I found a number of very interesting journal articles about autism and late diagnosis on LibrarySearch by using a few simple keyword searches, for example entering “autism late diagnosis” and “adult diagnosis Asperger’s”. Many of them were clinical studies and perhaps a little too scientific for my own humanities-focused eye but I also found this article about the author’s personal late adult diagnosis and the effect it has had on their identity and sense of self, which gave me a real insight. For those with an interest in researching the diagnosis of autism, there is a wealth of information available through LibrarySearch thanks to the library’s access to a huge number of scientific and medical journals. An area I figured it would be pertinent to note for further delving as there are relevant available online resources is the disparity of experience between white and BAME autistic people, and also between heterosexual and LGBT autistic people. I also found this article, part of a special edition of the journal Autism centred around women and girls on the autism spectrum, about the tendency for ASD to go undiagnosed in girls and women for longer than in boys and men. This is in part due to social and cultural factors, with girls more likely to be socialised to mimic and emulate social norms. For autistic people who intersect these identities of race, sexual orientation and gender, it can become all the more complex.

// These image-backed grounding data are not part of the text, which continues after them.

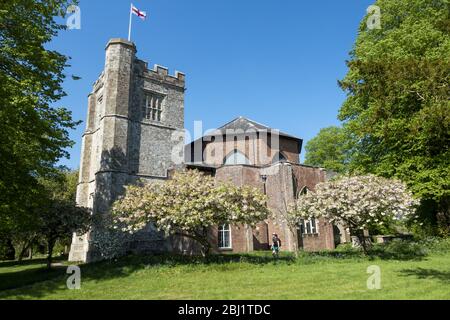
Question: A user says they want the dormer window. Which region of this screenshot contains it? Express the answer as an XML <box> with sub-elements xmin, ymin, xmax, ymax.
<box><xmin>142</xmin><ymin>92</ymin><xmax>164</xmax><ymax>122</ymax></box>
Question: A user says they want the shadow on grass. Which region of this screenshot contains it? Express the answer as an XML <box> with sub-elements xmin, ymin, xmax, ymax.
<box><xmin>0</xmin><ymin>242</ymin><xmax>432</xmax><ymax>299</ymax></box>
<box><xmin>0</xmin><ymin>254</ymin><xmax>296</xmax><ymax>299</ymax></box>
<box><xmin>400</xmin><ymin>268</ymin><xmax>450</xmax><ymax>283</ymax></box>
<box><xmin>0</xmin><ymin>267</ymin><xmax>66</xmax><ymax>292</ymax></box>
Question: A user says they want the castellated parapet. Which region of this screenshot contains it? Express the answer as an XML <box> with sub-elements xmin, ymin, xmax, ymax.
<box><xmin>69</xmin><ymin>39</ymin><xmax>185</xmax><ymax>262</ymax></box>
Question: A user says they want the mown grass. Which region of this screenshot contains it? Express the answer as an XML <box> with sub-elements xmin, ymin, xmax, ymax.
<box><xmin>0</xmin><ymin>241</ymin><xmax>450</xmax><ymax>300</ymax></box>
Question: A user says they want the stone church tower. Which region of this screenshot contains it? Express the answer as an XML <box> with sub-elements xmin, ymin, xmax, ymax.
<box><xmin>69</xmin><ymin>39</ymin><xmax>185</xmax><ymax>262</ymax></box>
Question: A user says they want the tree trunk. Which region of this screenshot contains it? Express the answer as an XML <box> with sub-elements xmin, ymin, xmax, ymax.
<box><xmin>18</xmin><ymin>240</ymin><xmax>33</xmax><ymax>261</ymax></box>
<box><xmin>47</xmin><ymin>239</ymin><xmax>56</xmax><ymax>269</ymax></box>
<box><xmin>5</xmin><ymin>239</ymin><xmax>16</xmax><ymax>261</ymax></box>
<box><xmin>357</xmin><ymin>230</ymin><xmax>368</xmax><ymax>256</ymax></box>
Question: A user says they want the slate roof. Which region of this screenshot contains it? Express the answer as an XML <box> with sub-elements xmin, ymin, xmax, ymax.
<box><xmin>205</xmin><ymin>117</ymin><xmax>302</xmax><ymax>140</ymax></box>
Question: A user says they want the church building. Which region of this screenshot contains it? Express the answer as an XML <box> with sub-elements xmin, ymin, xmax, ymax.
<box><xmin>69</xmin><ymin>39</ymin><xmax>339</xmax><ymax>262</ymax></box>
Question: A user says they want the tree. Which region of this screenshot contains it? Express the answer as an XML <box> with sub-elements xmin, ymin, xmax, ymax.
<box><xmin>37</xmin><ymin>170</ymin><xmax>91</xmax><ymax>268</ymax></box>
<box><xmin>305</xmin><ymin>126</ymin><xmax>351</xmax><ymax>173</ymax></box>
<box><xmin>339</xmin><ymin>0</ymin><xmax>450</xmax><ymax>233</ymax></box>
<box><xmin>288</xmin><ymin>175</ymin><xmax>418</xmax><ymax>253</ymax></box>
<box><xmin>0</xmin><ymin>0</ymin><xmax>79</xmax><ymax>237</ymax></box>
<box><xmin>113</xmin><ymin>170</ymin><xmax>269</xmax><ymax>255</ymax></box>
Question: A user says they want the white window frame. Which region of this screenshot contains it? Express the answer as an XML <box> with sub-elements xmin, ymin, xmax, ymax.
<box><xmin>217</xmin><ymin>224</ymin><xmax>233</xmax><ymax>250</ymax></box>
<box><xmin>300</xmin><ymin>218</ymin><xmax>319</xmax><ymax>235</ymax></box>
<box><xmin>142</xmin><ymin>92</ymin><xmax>165</xmax><ymax>122</ymax></box>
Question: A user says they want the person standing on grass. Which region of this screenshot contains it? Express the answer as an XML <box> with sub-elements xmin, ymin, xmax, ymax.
<box><xmin>272</xmin><ymin>233</ymin><xmax>281</xmax><ymax>258</ymax></box>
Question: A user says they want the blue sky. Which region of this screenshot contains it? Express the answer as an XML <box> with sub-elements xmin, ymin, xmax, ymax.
<box><xmin>49</xmin><ymin>0</ymin><xmax>374</xmax><ymax>168</ymax></box>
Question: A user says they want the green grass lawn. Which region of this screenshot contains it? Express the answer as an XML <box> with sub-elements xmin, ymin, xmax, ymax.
<box><xmin>0</xmin><ymin>244</ymin><xmax>450</xmax><ymax>300</ymax></box>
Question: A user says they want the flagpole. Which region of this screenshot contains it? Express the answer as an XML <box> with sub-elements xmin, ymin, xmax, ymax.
<box><xmin>128</xmin><ymin>4</ymin><xmax>133</xmax><ymax>41</ymax></box>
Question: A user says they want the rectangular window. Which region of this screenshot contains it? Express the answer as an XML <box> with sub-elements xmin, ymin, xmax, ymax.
<box><xmin>142</xmin><ymin>93</ymin><xmax>164</xmax><ymax>122</ymax></box>
<box><xmin>300</xmin><ymin>218</ymin><xmax>319</xmax><ymax>234</ymax></box>
<box><xmin>218</xmin><ymin>224</ymin><xmax>231</xmax><ymax>249</ymax></box>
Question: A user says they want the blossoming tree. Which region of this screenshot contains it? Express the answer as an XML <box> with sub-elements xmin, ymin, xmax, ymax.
<box><xmin>288</xmin><ymin>175</ymin><xmax>418</xmax><ymax>253</ymax></box>
<box><xmin>113</xmin><ymin>170</ymin><xmax>269</xmax><ymax>255</ymax></box>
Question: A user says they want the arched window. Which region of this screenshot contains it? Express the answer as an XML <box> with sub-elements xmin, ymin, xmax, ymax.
<box><xmin>299</xmin><ymin>218</ymin><xmax>319</xmax><ymax>235</ymax></box>
<box><xmin>297</xmin><ymin>186</ymin><xmax>309</xmax><ymax>198</ymax></box>
<box><xmin>223</xmin><ymin>150</ymin><xmax>250</xmax><ymax>166</ymax></box>
<box><xmin>272</xmin><ymin>152</ymin><xmax>287</xmax><ymax>163</ymax></box>
<box><xmin>217</xmin><ymin>224</ymin><xmax>231</xmax><ymax>249</ymax></box>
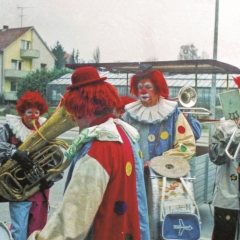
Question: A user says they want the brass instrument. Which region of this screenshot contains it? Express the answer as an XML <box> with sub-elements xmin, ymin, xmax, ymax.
<box><xmin>0</xmin><ymin>100</ymin><xmax>76</xmax><ymax>201</ymax></box>
<box><xmin>225</xmin><ymin>127</ymin><xmax>240</xmax><ymax>160</ymax></box>
<box><xmin>169</xmin><ymin>86</ymin><xmax>212</xmax><ymax>115</ymax></box>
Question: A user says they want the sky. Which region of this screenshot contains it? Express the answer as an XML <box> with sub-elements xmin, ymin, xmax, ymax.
<box><xmin>0</xmin><ymin>0</ymin><xmax>240</xmax><ymax>68</ymax></box>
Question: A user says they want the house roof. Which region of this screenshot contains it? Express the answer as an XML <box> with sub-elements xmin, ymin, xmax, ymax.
<box><xmin>65</xmin><ymin>59</ymin><xmax>240</xmax><ymax>74</ymax></box>
<box><xmin>0</xmin><ymin>27</ymin><xmax>32</xmax><ymax>51</ymax></box>
<box><xmin>0</xmin><ymin>27</ymin><xmax>56</xmax><ymax>60</ymax></box>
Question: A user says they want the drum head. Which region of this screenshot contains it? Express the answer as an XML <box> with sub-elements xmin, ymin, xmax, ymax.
<box><xmin>0</xmin><ymin>222</ymin><xmax>13</xmax><ymax>240</ymax></box>
<box><xmin>150</xmin><ymin>156</ymin><xmax>190</xmax><ymax>178</ymax></box>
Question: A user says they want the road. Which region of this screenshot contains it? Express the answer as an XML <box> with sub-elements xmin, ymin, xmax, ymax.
<box><xmin>0</xmin><ymin>117</ymin><xmax>213</xmax><ymax>240</ymax></box>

This is why initiatives such as AAW are so vital. By increasing understanding of autism, its effects in both broad and more nuanced ways, and how autistic people can best be supported, we create a richer environment for everyone. It is interesting to consider the impact AAW and charity organisations like the National Autistic Society might have had on the lives of those diagnosed as adults if it had existed in their early years. Certainly autism hasn’t stood in the way of incredible achievements; in fact it has directly contributed to them, and if autistic people are given the support they need as knowledge and familiarity with ASD grows in their communities, their wellbeing can flourish as they progress and achieve.